Sporting Events & Concerts
Toronto is a sports city. It is home to the Maple Leafs of the National Hockey League, the Raptors of the National Basketball Association, the Blue Jays of Major League Baseball, Toronto FC of Major League Soccer, and the Argos of the Canadian Football League. And, it’s home to the Hockey Hall of Fame.
The city is also a music hub. From small gigs in bars to concerts for 50,000 people, it has it all. Roy Thompson Concert Hall is home to the Toronto Symphony Orchestra. You can also enjoy outdoor concerts by the lake at the Budweiser stage, see top artists in Scotiabank Area, and local acts at music clubs throughout the city.
Culture & Diversity in Toronto
Toronto is the most culturally diverse city in Canada. Each year tens of thousands of newcomers move here from around the world. 1,266,005 or 47.0 percent of the population are immigrants (2016 Census). Just under half of all residents are immigrants and 52% identify as a visible minority.
The top represented minorities include China (10%), Philippines (9%), India (6%), Sir Lanka (4%), Italy (4%), and Jamaica (4%). United Kingdom, Hong Kong, Portugal, and Guyana are 3% each. The top three countries for recent immigrants are the Philippines, China, and India.
More than 23,000 residents identify as Aboriginal – 86% are First Nations and 14% Metis.
Places of Worship
As a diverse city, there are many places of worship in Toronto to practise your religious beliefs. Though all Toronto neighbourhoods have sacred spaces for believers to gather, certain city regions have a larger number of religious communities than others. The main religions that people follow in the city include Christianity, Muslim, Hindu, Judaism, and Buddhism.
The Weather in Toronto
No one moves to Toronto for its weather as it has very hot summers and long, cold winters. However, it is still moderate for Canada because of its location on the shores of Lake Ontario. The area has four distinct seasons:
Spring: is a rainy season. The average temperature is about 12°C in March, April and early May.

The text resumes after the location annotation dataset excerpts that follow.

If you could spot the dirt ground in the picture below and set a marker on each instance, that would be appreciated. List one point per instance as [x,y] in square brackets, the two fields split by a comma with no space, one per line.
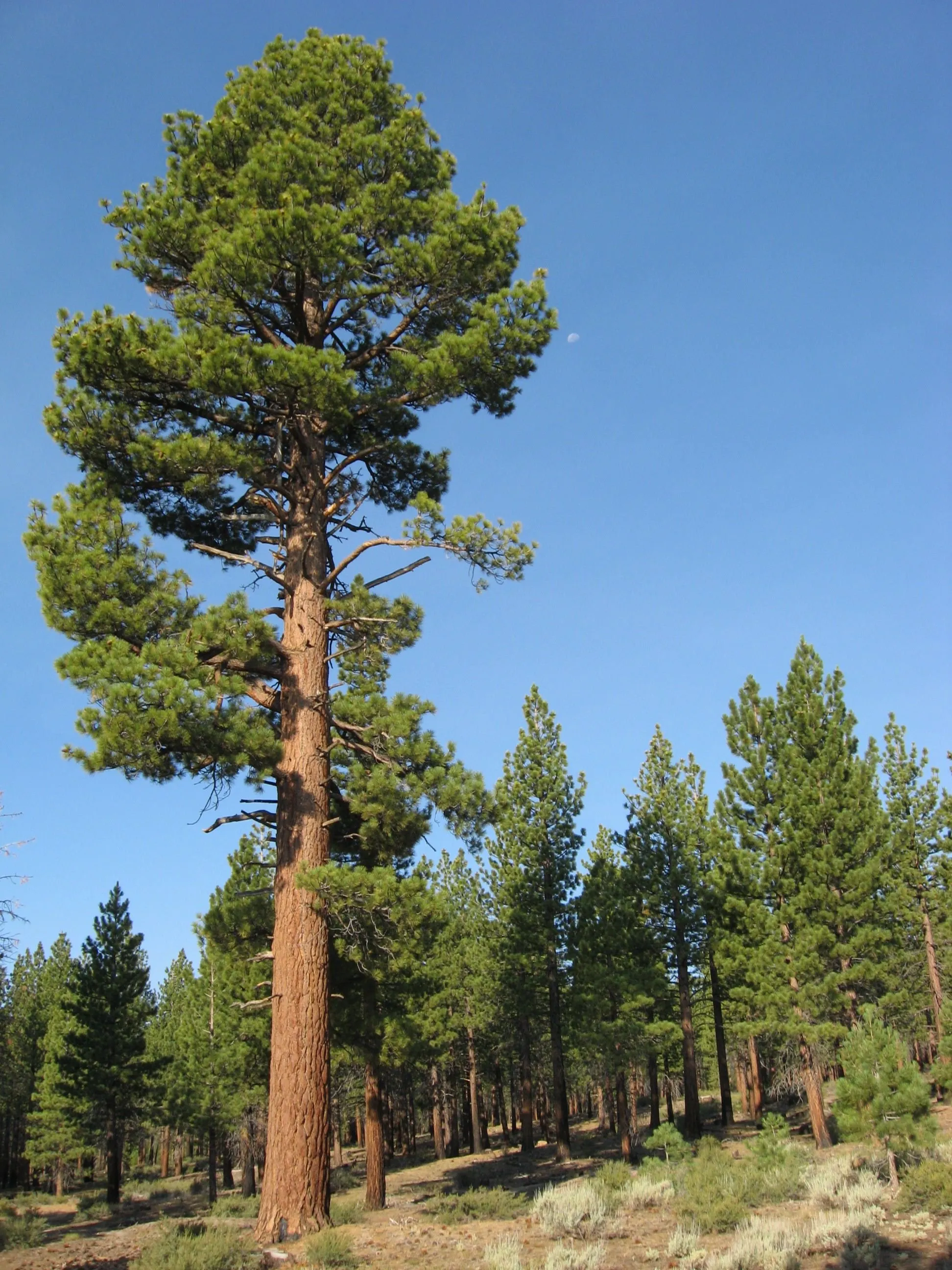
[404,1237]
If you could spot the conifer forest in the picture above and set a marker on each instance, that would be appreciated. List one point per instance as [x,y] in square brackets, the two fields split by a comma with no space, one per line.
[715,1032]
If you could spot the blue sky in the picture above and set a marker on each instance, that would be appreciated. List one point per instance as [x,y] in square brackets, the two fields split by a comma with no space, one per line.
[744,210]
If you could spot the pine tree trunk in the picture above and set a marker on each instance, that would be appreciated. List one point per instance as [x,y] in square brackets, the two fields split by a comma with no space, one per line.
[248,1161]
[476,1137]
[757,1090]
[484,1122]
[440,1147]
[526,1085]
[228,1178]
[932,963]
[668,1094]
[724,1076]
[296,1191]
[452,1110]
[560,1099]
[621,1099]
[338,1152]
[466,1117]
[633,1106]
[376,1196]
[113,1160]
[692,1101]
[740,1071]
[500,1099]
[814,1097]
[213,1165]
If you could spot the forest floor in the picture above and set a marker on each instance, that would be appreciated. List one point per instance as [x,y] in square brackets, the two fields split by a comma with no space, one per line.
[405,1236]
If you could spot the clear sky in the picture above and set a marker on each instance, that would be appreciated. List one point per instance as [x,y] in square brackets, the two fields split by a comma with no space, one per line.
[744,210]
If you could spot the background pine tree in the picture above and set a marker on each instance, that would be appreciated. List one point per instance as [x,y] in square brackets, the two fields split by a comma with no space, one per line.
[532,868]
[104,1062]
[55,1136]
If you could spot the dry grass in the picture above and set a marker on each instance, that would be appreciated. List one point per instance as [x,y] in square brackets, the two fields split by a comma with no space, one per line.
[571,1256]
[503,1254]
[574,1209]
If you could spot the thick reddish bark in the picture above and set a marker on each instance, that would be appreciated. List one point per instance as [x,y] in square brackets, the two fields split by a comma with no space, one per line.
[296,1189]
[720,1044]
[376,1196]
[814,1097]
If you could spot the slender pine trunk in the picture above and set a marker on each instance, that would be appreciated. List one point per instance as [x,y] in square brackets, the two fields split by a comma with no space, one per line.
[692,1100]
[527,1142]
[113,1161]
[621,1100]
[724,1075]
[376,1193]
[813,1084]
[213,1165]
[476,1138]
[440,1147]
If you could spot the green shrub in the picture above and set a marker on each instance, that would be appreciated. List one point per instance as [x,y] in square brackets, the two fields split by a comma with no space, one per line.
[93,1208]
[22,1231]
[331,1250]
[346,1212]
[481,1204]
[714,1191]
[503,1254]
[237,1206]
[196,1246]
[927,1187]
[573,1211]
[667,1140]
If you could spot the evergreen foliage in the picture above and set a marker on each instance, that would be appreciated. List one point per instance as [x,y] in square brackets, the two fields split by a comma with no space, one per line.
[532,865]
[322,286]
[104,1062]
[55,1125]
[882,1095]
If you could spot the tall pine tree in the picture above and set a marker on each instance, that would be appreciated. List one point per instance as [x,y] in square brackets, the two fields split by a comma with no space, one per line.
[55,1125]
[810,835]
[532,869]
[664,850]
[323,285]
[104,1061]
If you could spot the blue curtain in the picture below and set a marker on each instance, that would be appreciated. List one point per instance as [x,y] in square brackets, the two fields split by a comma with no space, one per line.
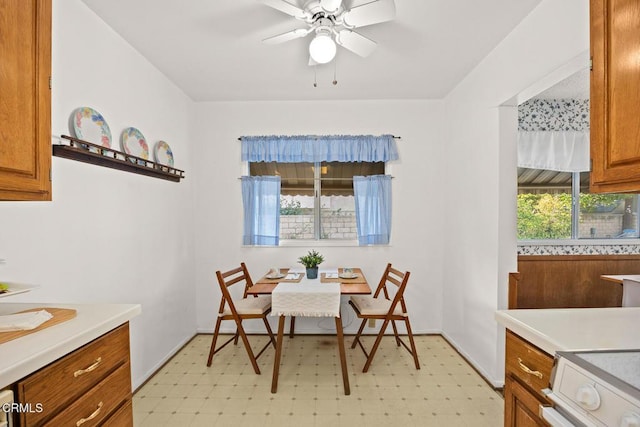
[261,201]
[310,148]
[373,209]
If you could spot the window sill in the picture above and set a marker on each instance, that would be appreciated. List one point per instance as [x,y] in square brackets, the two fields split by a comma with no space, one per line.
[316,243]
[319,243]
[580,242]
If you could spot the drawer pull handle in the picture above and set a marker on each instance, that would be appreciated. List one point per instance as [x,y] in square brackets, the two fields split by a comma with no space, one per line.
[79,372]
[528,370]
[90,417]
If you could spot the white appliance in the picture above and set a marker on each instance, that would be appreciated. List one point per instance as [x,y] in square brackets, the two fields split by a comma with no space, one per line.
[595,389]
[6,400]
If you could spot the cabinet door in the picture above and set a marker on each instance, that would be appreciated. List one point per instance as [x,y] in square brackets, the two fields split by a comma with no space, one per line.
[521,407]
[615,104]
[25,100]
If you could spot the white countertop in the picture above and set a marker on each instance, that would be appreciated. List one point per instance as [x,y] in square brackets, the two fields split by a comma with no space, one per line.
[575,328]
[22,356]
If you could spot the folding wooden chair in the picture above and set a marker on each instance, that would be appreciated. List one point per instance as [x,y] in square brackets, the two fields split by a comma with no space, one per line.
[385,309]
[256,307]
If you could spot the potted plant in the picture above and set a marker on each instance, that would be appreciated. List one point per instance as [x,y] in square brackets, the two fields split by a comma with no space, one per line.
[311,261]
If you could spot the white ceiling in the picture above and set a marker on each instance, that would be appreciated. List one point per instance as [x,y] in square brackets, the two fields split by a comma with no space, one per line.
[575,86]
[212,49]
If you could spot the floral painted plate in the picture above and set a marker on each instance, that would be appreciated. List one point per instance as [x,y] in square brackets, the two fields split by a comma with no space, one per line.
[163,154]
[134,143]
[89,125]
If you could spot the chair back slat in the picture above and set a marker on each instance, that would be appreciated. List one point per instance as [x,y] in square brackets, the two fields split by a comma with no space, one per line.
[392,276]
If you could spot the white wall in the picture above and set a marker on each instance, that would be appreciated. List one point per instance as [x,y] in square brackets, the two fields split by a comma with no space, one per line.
[110,236]
[418,195]
[481,249]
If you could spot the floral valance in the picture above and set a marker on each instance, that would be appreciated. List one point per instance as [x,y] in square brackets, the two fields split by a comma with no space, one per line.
[313,148]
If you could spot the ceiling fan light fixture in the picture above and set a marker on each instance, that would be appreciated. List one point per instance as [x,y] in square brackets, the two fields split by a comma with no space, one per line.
[322,48]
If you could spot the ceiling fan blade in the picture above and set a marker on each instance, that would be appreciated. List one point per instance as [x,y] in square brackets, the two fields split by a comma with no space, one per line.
[370,13]
[286,7]
[330,5]
[356,43]
[285,37]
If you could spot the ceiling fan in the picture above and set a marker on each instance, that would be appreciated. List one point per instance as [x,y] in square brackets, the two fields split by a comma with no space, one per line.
[332,22]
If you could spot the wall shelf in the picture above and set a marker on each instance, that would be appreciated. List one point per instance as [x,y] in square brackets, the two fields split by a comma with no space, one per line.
[94,154]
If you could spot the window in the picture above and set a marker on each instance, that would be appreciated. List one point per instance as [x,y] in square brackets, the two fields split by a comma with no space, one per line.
[317,199]
[558,205]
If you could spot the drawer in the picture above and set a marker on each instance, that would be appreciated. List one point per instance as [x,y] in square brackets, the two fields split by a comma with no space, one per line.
[98,403]
[528,363]
[122,418]
[64,380]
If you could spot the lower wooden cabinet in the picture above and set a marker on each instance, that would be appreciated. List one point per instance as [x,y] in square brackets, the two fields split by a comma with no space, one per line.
[527,372]
[90,386]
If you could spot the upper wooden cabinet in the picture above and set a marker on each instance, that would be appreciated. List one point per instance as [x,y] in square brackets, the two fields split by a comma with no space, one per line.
[25,100]
[615,96]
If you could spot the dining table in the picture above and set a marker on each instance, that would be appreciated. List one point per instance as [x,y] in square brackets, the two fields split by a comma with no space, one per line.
[293,295]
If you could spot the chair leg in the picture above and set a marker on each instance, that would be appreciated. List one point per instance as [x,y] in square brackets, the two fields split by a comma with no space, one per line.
[292,326]
[213,341]
[247,346]
[271,337]
[276,362]
[413,344]
[357,338]
[395,332]
[375,345]
[343,357]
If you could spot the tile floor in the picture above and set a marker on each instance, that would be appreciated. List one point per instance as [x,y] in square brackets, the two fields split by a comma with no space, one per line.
[446,391]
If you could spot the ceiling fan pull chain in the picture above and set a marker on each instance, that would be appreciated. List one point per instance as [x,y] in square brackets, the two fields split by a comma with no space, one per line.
[315,76]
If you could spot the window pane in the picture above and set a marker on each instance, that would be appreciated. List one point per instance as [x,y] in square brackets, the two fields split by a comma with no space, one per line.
[544,204]
[606,216]
[297,217]
[336,203]
[338,218]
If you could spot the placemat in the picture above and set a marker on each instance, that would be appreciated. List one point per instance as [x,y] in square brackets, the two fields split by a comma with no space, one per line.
[358,279]
[265,279]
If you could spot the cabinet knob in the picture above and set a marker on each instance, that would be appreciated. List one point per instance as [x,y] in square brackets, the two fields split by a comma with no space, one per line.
[630,419]
[587,396]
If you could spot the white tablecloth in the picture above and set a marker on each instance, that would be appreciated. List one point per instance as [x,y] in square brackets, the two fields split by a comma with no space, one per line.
[309,298]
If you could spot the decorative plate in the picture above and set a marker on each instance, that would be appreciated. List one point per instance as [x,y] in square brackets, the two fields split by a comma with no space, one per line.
[134,143]
[163,154]
[89,125]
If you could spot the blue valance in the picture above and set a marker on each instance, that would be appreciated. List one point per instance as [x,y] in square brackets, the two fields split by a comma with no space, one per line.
[313,148]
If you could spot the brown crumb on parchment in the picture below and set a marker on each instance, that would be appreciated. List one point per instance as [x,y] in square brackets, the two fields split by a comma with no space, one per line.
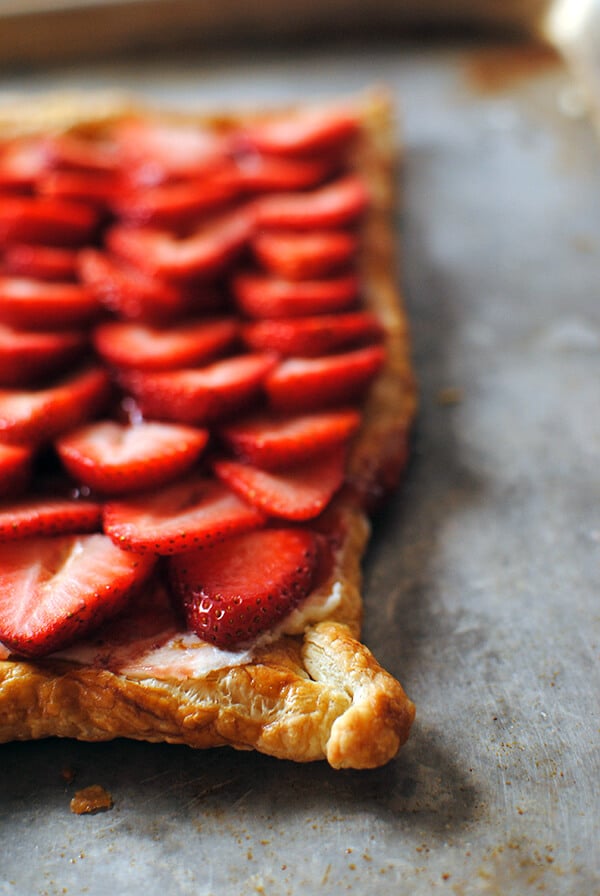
[91,799]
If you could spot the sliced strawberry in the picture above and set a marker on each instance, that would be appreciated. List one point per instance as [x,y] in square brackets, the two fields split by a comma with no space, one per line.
[116,459]
[31,417]
[193,513]
[128,292]
[82,154]
[200,395]
[152,152]
[142,347]
[259,295]
[299,492]
[48,516]
[232,592]
[312,383]
[338,204]
[206,252]
[309,337]
[305,132]
[40,262]
[54,590]
[264,174]
[175,204]
[42,305]
[15,468]
[270,442]
[26,357]
[21,163]
[97,188]
[44,219]
[305,256]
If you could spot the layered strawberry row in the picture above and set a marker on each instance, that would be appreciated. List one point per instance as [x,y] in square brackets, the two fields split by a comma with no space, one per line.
[183,359]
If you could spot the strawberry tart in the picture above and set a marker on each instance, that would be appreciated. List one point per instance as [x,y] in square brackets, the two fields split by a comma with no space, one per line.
[205,387]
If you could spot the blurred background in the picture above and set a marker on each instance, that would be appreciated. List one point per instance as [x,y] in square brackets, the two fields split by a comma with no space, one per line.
[44,31]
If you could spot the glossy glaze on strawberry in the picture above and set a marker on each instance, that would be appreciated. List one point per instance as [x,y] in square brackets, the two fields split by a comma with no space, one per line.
[209,279]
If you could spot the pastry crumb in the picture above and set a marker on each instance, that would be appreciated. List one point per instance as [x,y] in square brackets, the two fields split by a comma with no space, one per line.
[91,799]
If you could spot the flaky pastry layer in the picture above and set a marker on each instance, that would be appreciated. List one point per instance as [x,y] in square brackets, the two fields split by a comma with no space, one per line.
[314,696]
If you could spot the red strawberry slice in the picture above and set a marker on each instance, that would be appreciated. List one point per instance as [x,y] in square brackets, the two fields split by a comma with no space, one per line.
[15,468]
[40,262]
[142,347]
[54,590]
[96,188]
[152,152]
[42,305]
[309,337]
[299,492]
[176,204]
[193,513]
[305,256]
[206,252]
[128,292]
[200,395]
[336,205]
[270,442]
[48,516]
[44,219]
[232,592]
[259,295]
[299,384]
[116,459]
[25,357]
[305,132]
[264,174]
[81,154]
[30,417]
[21,163]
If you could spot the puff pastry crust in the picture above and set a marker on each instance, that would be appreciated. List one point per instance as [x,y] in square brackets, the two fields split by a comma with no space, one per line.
[317,695]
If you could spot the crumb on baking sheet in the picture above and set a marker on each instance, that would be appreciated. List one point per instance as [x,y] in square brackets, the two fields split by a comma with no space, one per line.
[91,799]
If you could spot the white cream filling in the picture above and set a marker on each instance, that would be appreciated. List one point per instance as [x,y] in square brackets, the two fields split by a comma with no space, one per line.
[184,655]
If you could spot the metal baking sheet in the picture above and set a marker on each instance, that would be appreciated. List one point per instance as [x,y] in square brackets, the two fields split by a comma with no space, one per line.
[483,577]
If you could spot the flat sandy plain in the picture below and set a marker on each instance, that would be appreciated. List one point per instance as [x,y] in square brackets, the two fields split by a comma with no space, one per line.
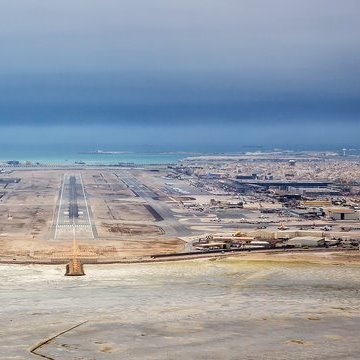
[122,222]
[253,306]
[200,309]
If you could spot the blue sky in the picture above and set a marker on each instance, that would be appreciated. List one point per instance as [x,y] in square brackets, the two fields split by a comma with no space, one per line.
[271,72]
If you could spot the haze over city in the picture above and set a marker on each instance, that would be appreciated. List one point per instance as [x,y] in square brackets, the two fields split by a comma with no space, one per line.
[179,179]
[192,74]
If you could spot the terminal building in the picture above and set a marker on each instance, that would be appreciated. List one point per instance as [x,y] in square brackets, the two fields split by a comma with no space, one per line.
[343,214]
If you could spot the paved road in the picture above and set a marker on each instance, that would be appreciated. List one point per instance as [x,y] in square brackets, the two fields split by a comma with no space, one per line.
[73,211]
[170,223]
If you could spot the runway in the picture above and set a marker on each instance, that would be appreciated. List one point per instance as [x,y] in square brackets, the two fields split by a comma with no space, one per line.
[73,214]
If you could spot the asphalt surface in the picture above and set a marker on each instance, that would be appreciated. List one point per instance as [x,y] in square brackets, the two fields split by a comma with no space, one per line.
[170,223]
[73,211]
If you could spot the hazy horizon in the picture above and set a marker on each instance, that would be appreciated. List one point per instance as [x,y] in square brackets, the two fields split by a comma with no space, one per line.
[185,76]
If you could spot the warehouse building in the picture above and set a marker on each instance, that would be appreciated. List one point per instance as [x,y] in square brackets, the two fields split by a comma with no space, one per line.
[306,241]
[343,214]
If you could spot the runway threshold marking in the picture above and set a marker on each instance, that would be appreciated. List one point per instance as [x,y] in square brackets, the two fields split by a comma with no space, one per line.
[59,210]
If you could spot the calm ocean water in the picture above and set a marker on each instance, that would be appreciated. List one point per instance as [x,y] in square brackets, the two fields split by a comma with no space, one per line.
[66,155]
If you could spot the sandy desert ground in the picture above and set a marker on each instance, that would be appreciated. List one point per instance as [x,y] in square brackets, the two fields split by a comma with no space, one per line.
[202,309]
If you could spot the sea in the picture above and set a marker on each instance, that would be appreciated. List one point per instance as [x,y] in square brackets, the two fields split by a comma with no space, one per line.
[140,155]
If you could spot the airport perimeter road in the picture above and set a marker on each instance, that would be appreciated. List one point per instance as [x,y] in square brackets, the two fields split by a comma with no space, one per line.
[169,222]
[73,211]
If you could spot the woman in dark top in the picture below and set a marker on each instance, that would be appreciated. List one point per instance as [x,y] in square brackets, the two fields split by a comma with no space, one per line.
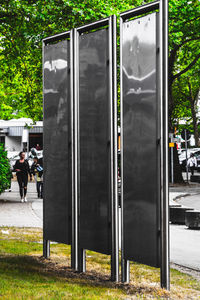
[22,170]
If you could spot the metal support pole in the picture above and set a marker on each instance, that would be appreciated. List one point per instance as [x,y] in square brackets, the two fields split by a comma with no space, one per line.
[46,248]
[186,154]
[113,156]
[172,159]
[165,263]
[80,253]
[125,266]
[82,260]
[74,254]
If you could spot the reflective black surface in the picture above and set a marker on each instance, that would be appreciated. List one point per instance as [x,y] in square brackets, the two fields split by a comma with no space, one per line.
[140,114]
[95,220]
[57,177]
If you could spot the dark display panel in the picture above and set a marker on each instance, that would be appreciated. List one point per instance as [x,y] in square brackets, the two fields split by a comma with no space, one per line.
[94,206]
[57,138]
[140,147]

Summer: technically begins on June 21, but July and August are the warmest and most humid months of summer, with daytime temperatures usually above 20°C and often rise above 30°C.
Fall: the weather cools down and rain often makes an appearance. Average temperatures are about 10°C to 12°C.
Winter: it’s cold in winter and it snows often, with snow staying on the ground for weeks or months at a time. From December to February, the temperature is usually below 0°C, day and night. Temperatures can drop below -25°C.
Common Questions Immigrants Ask About Living in Toronto
Is Toronto a Good Location for Immigrants?
Yes! Toronto is an ideal landing place for newcomers. It is the most culturally diverse city with a built-in support system for new immigrants. You will have access to resources, local ethnic communities, and services to ease your transition to Canada.
Is Moving to Toronto Worth it?
Toronto is expensive. But it offers more job opportunities than other cities in Canada. It is an ideal location for career-focused individuals. There are many business opportunities, and the city is economically stable. However, it would be smart to ensure that you can earn enough money to afford the higher cost of living.
What are the Advantages and Disadvantages of Living in Toronto?
Toronto is a great location to start and progress your career. The city has world-class education, health care facilities, and other great amenities. It is the epitome of big city living. As well, Toronto is one of the world’s most multicultural cities and welcomes and embraces diversity.
Perhaps the biggest disadvantage is the cost of living. Traffic is also an issue. So, if you prefer a slower lifestyle or a smaller city, Toronto may not appeal to you.